Ebû Saîdi'l-Hudrî (r.a.) anlatıyor: "Ensâr (r.a.)'dan bazı kimseler, Rasûlullah (s.a.s.)'dan bir şeyler talep ettiler. Peygamberimiz de istediklerini verdi. Sonra tekrar istediler, o yine istediklerini verdi. Sonra yine istediler, o isteklerini yine verdi. Yanında mevcut olan şey bitmişti; şöyle buyurdular: "Yanımda bir mal olsa, bunu sizden ayrı olarak (kendim için) biriktirecek değilim. Kim iffetli davranır (istemezse), Allah onu iffetli kılar. Kim istiğna gösterirse Allah da onu gani kılar. Kim  sabırlı davranırsa Allah ona sabır verir.

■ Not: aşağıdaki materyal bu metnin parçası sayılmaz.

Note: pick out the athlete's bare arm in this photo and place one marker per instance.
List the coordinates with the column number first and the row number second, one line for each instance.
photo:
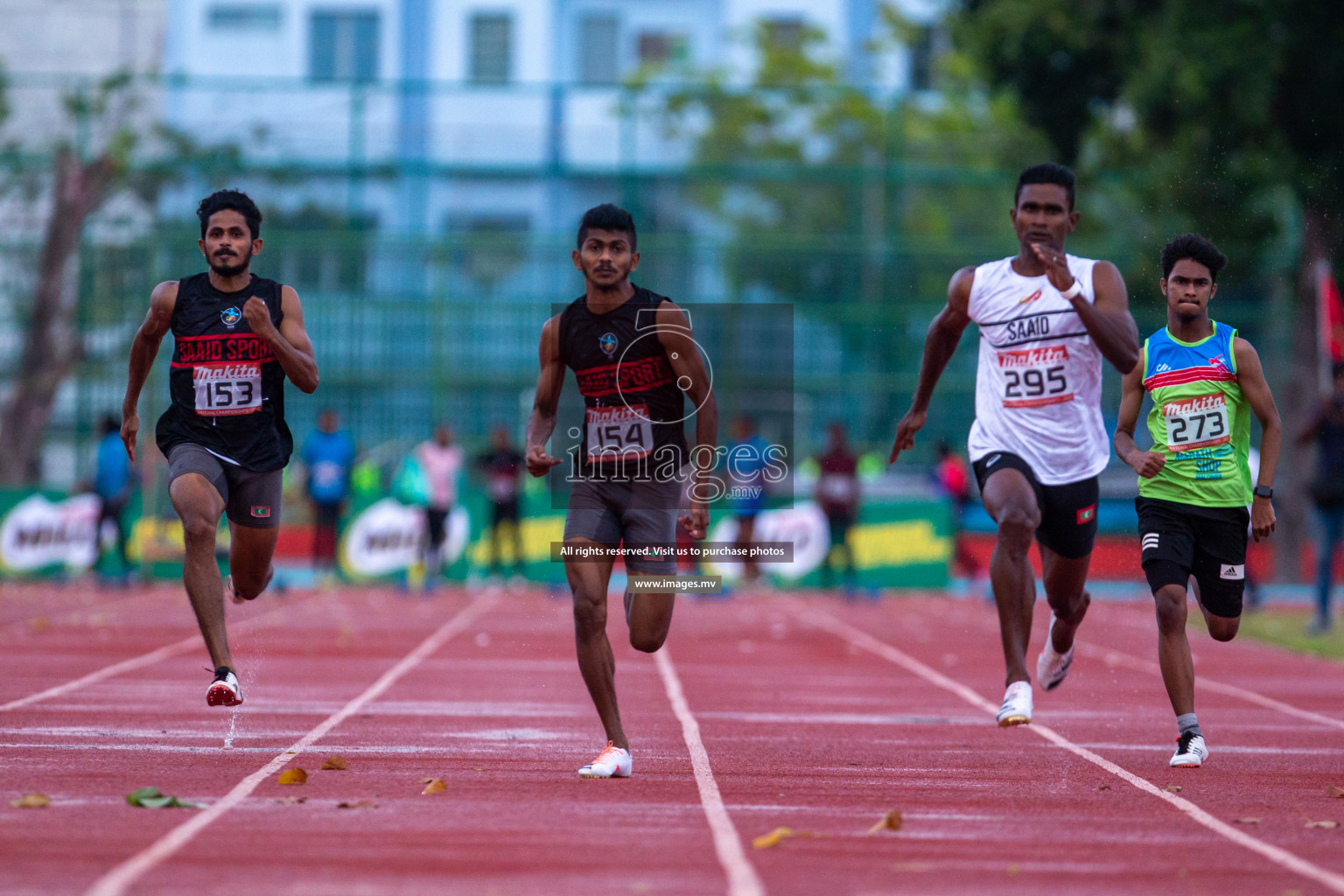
column 290, row 341
column 1146, row 464
column 547, row 401
column 1250, row 376
column 1108, row 318
column 144, row 349
column 684, row 355
column 940, row 344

Hiç kimseye sabırdan daha hayırlı ve daha geniş bir ihsanda bulunulmamıştır." (Buhârî, Zekât 50, Rikak 20; Müslim, Zekât 124, hadis no: 1053; Muvattâ, Sadaka 7 -2, 997-; Ebû Dâvud, Zekât 28, h. no: 1644; Tirmizî, Birr 77, h. no: 2025; Nesâî, Zekât 85, -5, 95-) Rezin rahimehullah şu ziyâdede bulunmuştur: "İslâm'a girip, yeterli miktarla rızıklandırılan ve verdiği bu miktara Allah'ın kanaat etmeyi nasip ettiği kimse kurtuluşa ermiştir."



"Ey ademoğlu! Eğer fazla malını Allah yolunda harcarsan bu senin için daha hayırlıdır. Kendine saklarsan senin için zararlıdır. Kefâf (yeterli miktar) sebebiyle levm edilmez, kınanmazsın. (Harcamaya), bakımları üzerinde olanlardan başla. Üstteki el (yani veren), alttaki elden (yani alandan) daha hayırlıdır." (Müslim, Zekât 97, hadis no: 1036; Tirmizî, Zühd 32, h. no: 2344).

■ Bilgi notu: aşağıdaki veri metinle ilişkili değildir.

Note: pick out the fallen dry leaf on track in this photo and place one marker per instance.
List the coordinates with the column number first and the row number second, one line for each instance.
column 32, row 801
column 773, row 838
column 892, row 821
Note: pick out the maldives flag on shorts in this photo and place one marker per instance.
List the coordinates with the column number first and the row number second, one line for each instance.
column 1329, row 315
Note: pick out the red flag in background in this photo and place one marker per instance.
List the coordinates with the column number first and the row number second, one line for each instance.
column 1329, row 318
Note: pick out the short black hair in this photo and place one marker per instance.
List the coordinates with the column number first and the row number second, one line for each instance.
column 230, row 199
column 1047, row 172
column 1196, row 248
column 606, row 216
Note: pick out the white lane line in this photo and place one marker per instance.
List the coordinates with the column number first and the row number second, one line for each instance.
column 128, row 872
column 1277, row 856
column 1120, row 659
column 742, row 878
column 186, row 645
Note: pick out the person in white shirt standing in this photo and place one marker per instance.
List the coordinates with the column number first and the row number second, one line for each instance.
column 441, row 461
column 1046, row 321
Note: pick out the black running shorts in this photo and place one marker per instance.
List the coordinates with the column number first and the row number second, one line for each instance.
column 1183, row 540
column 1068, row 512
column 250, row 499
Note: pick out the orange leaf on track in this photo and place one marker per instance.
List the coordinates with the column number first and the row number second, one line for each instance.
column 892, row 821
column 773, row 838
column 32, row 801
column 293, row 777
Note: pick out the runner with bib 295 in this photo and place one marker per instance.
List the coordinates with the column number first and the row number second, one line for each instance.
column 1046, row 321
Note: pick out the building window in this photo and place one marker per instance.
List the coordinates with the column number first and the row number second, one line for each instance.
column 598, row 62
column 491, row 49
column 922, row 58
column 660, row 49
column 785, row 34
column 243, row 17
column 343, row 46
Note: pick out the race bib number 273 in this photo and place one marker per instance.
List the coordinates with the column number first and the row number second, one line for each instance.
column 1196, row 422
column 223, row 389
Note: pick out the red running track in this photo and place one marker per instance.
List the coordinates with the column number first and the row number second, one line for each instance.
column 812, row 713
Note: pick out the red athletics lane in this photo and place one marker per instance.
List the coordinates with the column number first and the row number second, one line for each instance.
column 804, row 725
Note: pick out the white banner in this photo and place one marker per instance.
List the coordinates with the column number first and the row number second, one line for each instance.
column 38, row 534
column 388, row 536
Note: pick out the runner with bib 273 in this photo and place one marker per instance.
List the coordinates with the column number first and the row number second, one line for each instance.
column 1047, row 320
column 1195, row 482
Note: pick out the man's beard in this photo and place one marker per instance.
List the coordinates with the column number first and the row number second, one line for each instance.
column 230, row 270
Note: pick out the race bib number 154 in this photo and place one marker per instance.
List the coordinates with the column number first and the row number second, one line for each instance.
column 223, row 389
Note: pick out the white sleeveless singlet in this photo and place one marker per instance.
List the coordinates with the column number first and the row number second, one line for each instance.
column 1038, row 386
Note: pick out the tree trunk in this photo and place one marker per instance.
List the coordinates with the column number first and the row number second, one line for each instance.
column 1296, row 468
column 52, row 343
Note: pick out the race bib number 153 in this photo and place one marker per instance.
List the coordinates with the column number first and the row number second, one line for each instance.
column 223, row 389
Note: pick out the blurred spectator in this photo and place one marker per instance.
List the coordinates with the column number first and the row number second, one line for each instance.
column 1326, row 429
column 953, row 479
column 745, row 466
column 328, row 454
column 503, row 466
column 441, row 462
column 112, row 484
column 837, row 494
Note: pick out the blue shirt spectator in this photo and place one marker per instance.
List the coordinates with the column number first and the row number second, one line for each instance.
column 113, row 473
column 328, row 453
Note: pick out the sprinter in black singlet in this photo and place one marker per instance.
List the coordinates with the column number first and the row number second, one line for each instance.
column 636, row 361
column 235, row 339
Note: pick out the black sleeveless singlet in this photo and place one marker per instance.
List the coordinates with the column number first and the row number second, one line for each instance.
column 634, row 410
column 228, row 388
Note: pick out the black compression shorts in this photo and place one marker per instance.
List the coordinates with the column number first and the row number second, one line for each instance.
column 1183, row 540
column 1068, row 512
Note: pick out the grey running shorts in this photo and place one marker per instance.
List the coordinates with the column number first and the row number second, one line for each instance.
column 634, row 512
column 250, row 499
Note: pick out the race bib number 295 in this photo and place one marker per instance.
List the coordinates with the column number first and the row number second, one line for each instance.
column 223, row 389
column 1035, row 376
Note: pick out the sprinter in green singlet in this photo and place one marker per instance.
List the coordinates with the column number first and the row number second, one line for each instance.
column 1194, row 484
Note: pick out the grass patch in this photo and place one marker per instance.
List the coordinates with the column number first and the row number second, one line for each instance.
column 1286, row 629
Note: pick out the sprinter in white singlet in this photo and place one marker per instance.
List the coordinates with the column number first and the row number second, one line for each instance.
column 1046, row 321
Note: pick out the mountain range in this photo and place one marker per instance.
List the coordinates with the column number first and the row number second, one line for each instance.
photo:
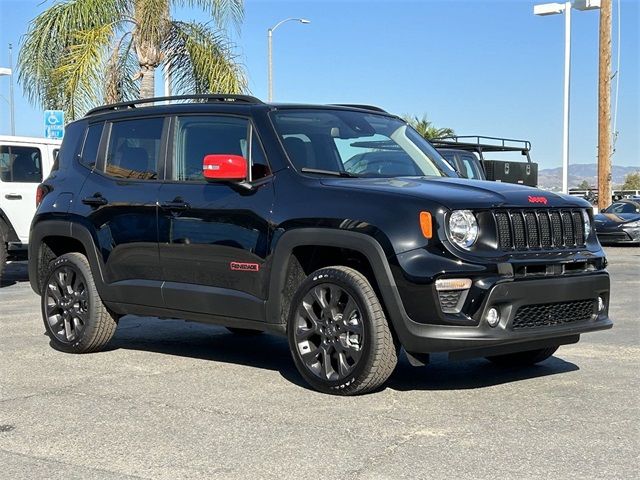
column 551, row 178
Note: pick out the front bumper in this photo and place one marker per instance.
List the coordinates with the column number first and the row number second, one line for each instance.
column 608, row 237
column 508, row 296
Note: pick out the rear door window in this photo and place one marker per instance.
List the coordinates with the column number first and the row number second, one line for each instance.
column 20, row 164
column 89, row 153
column 134, row 149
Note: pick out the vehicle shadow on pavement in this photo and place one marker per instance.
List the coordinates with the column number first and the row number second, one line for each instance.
column 271, row 352
column 206, row 342
column 14, row 272
column 470, row 374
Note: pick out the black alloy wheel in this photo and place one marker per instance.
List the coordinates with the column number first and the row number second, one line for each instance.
column 75, row 318
column 67, row 304
column 338, row 333
column 329, row 333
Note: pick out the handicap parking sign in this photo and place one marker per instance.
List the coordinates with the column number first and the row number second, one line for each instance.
column 54, row 124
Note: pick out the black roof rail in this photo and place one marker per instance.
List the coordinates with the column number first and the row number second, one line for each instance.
column 231, row 98
column 487, row 144
column 361, row 106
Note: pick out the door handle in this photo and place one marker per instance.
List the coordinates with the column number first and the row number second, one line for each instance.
column 175, row 205
column 96, row 201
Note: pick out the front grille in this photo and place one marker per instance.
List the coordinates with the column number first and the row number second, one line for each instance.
column 550, row 314
column 539, row 229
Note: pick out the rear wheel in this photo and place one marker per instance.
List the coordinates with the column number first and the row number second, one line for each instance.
column 522, row 359
column 74, row 316
column 338, row 333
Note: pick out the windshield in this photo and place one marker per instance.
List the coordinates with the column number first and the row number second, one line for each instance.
column 356, row 144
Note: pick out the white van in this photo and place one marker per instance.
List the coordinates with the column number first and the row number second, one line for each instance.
column 24, row 163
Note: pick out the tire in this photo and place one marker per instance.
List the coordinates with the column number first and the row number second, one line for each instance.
column 3, row 248
column 244, row 332
column 523, row 359
column 75, row 320
column 338, row 333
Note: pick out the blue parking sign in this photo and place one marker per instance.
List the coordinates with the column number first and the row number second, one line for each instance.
column 54, row 124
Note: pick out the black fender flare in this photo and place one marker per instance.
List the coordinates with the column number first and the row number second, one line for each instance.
column 63, row 228
column 12, row 236
column 324, row 237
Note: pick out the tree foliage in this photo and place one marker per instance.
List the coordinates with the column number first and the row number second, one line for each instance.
column 81, row 53
column 427, row 129
column 632, row 181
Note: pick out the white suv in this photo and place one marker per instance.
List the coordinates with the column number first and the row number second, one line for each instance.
column 24, row 163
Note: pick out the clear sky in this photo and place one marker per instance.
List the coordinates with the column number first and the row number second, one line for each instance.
column 477, row 66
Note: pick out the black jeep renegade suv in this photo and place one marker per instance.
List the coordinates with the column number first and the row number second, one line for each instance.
column 336, row 225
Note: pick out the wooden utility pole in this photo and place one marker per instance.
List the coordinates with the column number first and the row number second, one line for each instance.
column 604, row 107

"Siz Allah'a hakkıyla tevekkül edebilseydiniz, sizleri de, kuşları  rızıklandırdığı gibi rızıklandırırdı: Sabahleyin aç çıkar, akşama tok dönerdiniz." (Tirmizî, Zühd 33, hadis no: 2345)

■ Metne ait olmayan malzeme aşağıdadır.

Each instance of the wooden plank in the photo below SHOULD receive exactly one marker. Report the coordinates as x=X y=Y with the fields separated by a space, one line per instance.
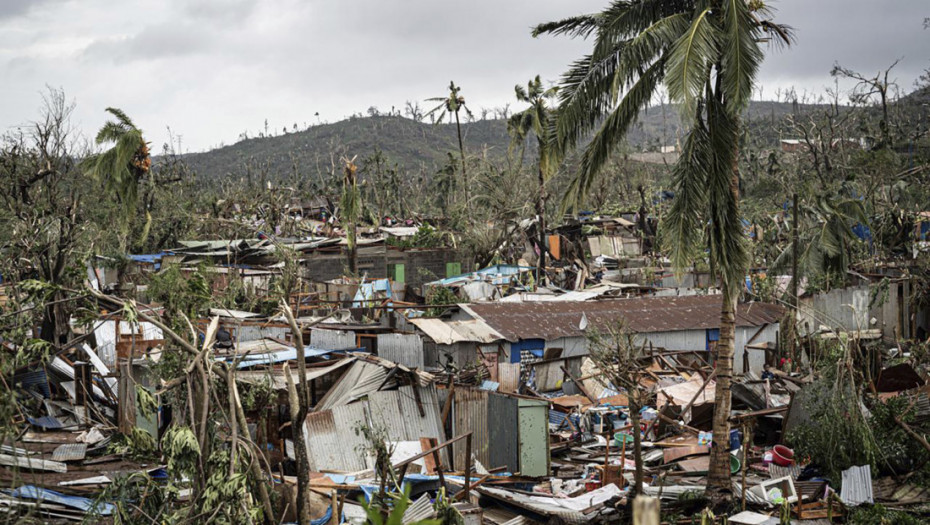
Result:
x=671 y=454
x=70 y=452
x=32 y=463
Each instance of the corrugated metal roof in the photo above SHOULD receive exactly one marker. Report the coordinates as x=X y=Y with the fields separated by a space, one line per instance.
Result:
x=451 y=332
x=278 y=378
x=405 y=349
x=552 y=320
x=857 y=486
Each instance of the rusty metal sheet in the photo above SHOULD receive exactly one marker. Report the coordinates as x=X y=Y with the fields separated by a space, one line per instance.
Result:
x=508 y=375
x=553 y=319
x=404 y=349
x=70 y=452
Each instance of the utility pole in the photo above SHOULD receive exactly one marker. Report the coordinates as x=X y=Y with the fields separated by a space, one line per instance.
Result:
x=795 y=281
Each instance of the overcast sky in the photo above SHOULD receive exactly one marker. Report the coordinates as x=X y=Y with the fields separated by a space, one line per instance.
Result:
x=211 y=69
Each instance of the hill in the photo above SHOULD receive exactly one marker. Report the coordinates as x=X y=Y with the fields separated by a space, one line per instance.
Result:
x=423 y=147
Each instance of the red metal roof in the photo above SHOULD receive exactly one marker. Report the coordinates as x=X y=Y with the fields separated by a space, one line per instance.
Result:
x=552 y=320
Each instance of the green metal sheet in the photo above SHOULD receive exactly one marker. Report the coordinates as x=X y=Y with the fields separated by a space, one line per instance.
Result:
x=534 y=437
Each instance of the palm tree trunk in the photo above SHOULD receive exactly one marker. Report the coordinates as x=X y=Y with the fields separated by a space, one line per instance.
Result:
x=458 y=129
x=636 y=406
x=352 y=248
x=718 y=480
x=541 y=214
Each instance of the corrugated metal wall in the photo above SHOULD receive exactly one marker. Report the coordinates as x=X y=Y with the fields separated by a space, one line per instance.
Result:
x=508 y=374
x=504 y=433
x=254 y=333
x=756 y=357
x=333 y=442
x=534 y=437
x=406 y=349
x=470 y=414
x=332 y=339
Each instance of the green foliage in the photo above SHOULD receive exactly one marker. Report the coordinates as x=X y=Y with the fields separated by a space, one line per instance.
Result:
x=122 y=166
x=259 y=395
x=180 y=291
x=426 y=237
x=181 y=450
x=145 y=401
x=139 y=444
x=836 y=434
x=439 y=295
x=378 y=515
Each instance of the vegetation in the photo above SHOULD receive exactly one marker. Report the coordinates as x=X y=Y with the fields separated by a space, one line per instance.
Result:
x=707 y=55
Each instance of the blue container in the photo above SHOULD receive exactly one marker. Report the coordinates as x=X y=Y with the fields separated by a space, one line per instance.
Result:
x=734 y=439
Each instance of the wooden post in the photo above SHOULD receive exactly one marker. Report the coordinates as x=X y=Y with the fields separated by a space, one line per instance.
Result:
x=83 y=390
x=467 y=466
x=746 y=441
x=127 y=398
x=623 y=459
x=334 y=519
x=645 y=510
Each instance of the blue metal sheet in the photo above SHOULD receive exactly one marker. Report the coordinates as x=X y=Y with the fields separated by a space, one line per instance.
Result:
x=45 y=422
x=278 y=357
x=493 y=386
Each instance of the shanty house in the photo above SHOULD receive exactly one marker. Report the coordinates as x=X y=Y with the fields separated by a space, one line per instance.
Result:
x=692 y=323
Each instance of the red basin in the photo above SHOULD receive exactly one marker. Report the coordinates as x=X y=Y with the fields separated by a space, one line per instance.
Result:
x=782 y=455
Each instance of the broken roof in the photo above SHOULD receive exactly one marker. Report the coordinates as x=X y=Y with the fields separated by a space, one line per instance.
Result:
x=552 y=320
x=450 y=332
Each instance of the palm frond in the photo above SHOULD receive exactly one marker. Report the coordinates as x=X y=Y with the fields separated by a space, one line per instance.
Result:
x=122 y=117
x=682 y=227
x=576 y=26
x=611 y=133
x=689 y=62
x=741 y=55
x=728 y=251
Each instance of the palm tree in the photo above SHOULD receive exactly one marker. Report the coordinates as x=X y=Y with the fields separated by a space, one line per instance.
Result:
x=450 y=106
x=351 y=210
x=538 y=119
x=122 y=166
x=706 y=53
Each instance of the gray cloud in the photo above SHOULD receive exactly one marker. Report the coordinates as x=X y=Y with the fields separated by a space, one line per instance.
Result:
x=152 y=42
x=213 y=68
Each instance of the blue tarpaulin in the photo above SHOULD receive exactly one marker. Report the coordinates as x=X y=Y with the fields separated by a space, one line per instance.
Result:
x=498 y=274
x=45 y=422
x=278 y=357
x=75 y=502
x=149 y=258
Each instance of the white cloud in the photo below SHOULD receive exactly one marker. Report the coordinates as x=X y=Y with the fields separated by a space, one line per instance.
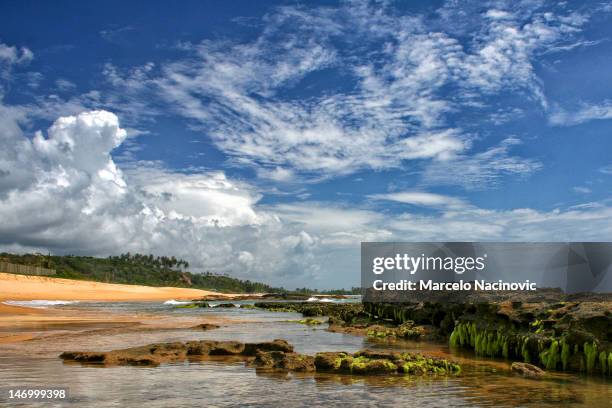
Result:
x=421 y=198
x=584 y=113
x=64 y=192
x=481 y=170
x=11 y=55
x=393 y=109
x=581 y=190
x=606 y=169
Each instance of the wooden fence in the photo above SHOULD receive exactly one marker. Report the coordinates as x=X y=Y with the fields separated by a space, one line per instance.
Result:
x=25 y=269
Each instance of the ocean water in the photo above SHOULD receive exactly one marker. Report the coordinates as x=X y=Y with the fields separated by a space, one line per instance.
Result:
x=483 y=382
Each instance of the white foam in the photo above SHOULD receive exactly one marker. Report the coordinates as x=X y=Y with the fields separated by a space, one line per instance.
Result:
x=176 y=302
x=39 y=304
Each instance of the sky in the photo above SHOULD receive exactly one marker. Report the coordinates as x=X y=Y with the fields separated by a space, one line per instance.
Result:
x=266 y=140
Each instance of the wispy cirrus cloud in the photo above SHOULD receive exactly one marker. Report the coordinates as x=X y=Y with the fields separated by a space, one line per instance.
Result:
x=481 y=170
x=583 y=113
x=392 y=105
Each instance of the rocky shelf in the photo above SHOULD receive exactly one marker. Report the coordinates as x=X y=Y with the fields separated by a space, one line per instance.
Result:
x=274 y=355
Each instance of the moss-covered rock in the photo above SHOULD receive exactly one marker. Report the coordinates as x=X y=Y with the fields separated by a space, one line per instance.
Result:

"Zenginlik mal çokluğuyla değildir. Bilâkis zenginlik göz tokluğudur, gönül zenginliğidir." (Buhârî, Rikak 15; Müslim, Zekât 120, hadis no: 1051; Tirmizî, Zühd 40, h. no: 2374)



"(Hakiki) miskîn (yoksul), kapı kapı dolaşırken verilen bir iki lokmanın veya bir iki hurmanın geri çevirdiği kimse değildir. Fakat gerçek miskîn, ihtiyacını giderecek bir şey bulamayan ve halini anlayıp kendisine tasaddukta bulunacak biri çıkmayan, (buna rağmen) kalkıp halktan birşey istemeyen kimsedir." (Buhârî, Zekât, 53, Tefsir, Bakara 48; Müslim, Zekât 102, hadis no: 1039; Muvattâ, Sıfatu'n-Nebiyy 7, -2, 923-; Ebû Dâvud, Zekât 23, h. no: 1631, 1632; Nesaî, Zekât 76 -5, 85-)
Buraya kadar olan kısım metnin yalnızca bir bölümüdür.